Day Four, Chapters 39-55 (to end)

Ch. 40, p. 358: “this speech was not done to open up a conversation about race but actually to close it. He can win only if he avoids race.”
Ch 42, p. 369: He had at first been excited by Facebook, ghosts of old friends suddenly morphing to life with wives and husbands and children, and photos trailed by comments. But he began to be appalled by the air of unreality, the careful manipulation of images to create a parallel life, pictures that people had taken with Facebook in mind, placing in the background the things of which they were proud.
p. 374: The blog posts astonished him, they seemed so American and so alien, the irreverent voice with its slanginess, its mix of high and low language….
Ch. 44, p. 390: she felt suddenly, guiltily grateful that she had a blue American passport in her bag. It shielded her from choicelessness. She could always leave; she did not have to stay.
Ch. 48, p. 408: [@ the “Been-To,” or Nigerpolitan meeting] she caught the righteousness in her voice, in all their voices. They were the sanctified, the returnees, back home with an extra gleaming layer...they could reach so easily for the same references.
Ch. 51, p. 430: “It’s such a transactional city,” she said. “Depressingly transactional. Even relationships, they’re all transactional.”
p. 431: “Nigerians can be so obsequious….It’s not difficult for us to be insincere. We are a confident people but we are so obsequious. We have confidence but no dignity….One of the things I’ve learned is that everybody in this country has the mentality of scarcity. We imagine that even the things that are not scarce are scarce. And it breeds a kind of desperation in everybody. Even the wealthy.”
p. 434: “The best thing about America is that it gives you space. I like that. I like that you buy into the dream, it’s a lie but you buy into it and that’s all that matters.”
p. 436: “Third Worlders are forward-looking, we like things to be new, because our best is still ahead, while in the West their best is already past and so they have to make a fetish of that past.”

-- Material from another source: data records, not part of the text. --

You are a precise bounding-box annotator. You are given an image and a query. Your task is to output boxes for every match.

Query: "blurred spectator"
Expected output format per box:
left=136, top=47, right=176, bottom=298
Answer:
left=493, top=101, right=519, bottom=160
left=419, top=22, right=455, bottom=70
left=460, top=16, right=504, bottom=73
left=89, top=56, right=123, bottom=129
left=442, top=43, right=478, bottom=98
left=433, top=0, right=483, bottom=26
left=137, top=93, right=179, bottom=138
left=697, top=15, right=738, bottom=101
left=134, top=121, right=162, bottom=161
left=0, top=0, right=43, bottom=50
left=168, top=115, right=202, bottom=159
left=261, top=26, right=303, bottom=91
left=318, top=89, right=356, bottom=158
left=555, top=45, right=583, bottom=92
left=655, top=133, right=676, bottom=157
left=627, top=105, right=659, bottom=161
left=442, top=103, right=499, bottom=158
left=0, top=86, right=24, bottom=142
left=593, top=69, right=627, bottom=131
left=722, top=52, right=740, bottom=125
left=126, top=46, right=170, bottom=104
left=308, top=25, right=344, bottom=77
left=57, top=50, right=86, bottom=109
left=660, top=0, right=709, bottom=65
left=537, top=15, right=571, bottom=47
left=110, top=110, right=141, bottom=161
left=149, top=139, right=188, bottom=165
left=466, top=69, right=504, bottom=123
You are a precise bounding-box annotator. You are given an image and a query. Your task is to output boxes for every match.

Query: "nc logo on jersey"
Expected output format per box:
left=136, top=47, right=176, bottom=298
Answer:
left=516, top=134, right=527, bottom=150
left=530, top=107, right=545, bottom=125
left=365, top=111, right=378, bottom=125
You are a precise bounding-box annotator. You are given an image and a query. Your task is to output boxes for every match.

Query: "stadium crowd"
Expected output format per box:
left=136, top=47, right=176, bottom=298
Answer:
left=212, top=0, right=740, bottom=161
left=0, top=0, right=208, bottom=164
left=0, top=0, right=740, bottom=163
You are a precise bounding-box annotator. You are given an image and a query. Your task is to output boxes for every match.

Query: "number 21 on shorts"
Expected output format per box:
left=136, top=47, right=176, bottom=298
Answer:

Ch 52, p. 444: “Real potatoes are backward for him. Remember this is our newly middle-class world. We haven’t completed the first cycle of prosperity, before going back to the beginning again, to drink milk from the cow’s udder.”
Ch. 54, p. 456: “…this is the problem with you Igbo people. You don’t do brother-brother….” “It’s true,” Obinze said. “It’s sad, it’s the legacy of being a defeated people. We lost the Biafran war and learned to be ashamed.” “It is just selfishness!”
p. 458: “I don’t want a child who feeds on praise and expects a start for effort and talks back to adults in the name of self-expression”….he wanted that imaginary child to be his, that conservative child with good manners.
p. 464: Obinze feared she would grow up to be a woman who, with that word “amen,” would squash the questions she wanted to ask of the world. And now Kosi was sinking to her knees before him and he did not want to comprehend what she was doing….She was kneeling and begging him not to leave and he wished she would be furious instead.
p.472: “Look, the Zed, many of us didn’t marry the woman we truly loved. We married the woman that was around when we were ready to marry. So forget this thing...no need for this kind of white-people behavior…We don’t behave like that, please.”
Ch 55, p. 473: Each memory stunned her with its blinding luminosity. Each brought with it a sense of unassailable loss, a great burden hurling towards her, and she wished she could duck, lower herself so that it would bypass her, so that she would save herself. Love was a kid of grief….the songs brought to her memoires a finality, as though they were dirges. She was wounded by the halfheartedness in his texting and calling, the limpness of his efforts. He loved her, she knew, but he lacked a certain strength; his backbone was softened by duty.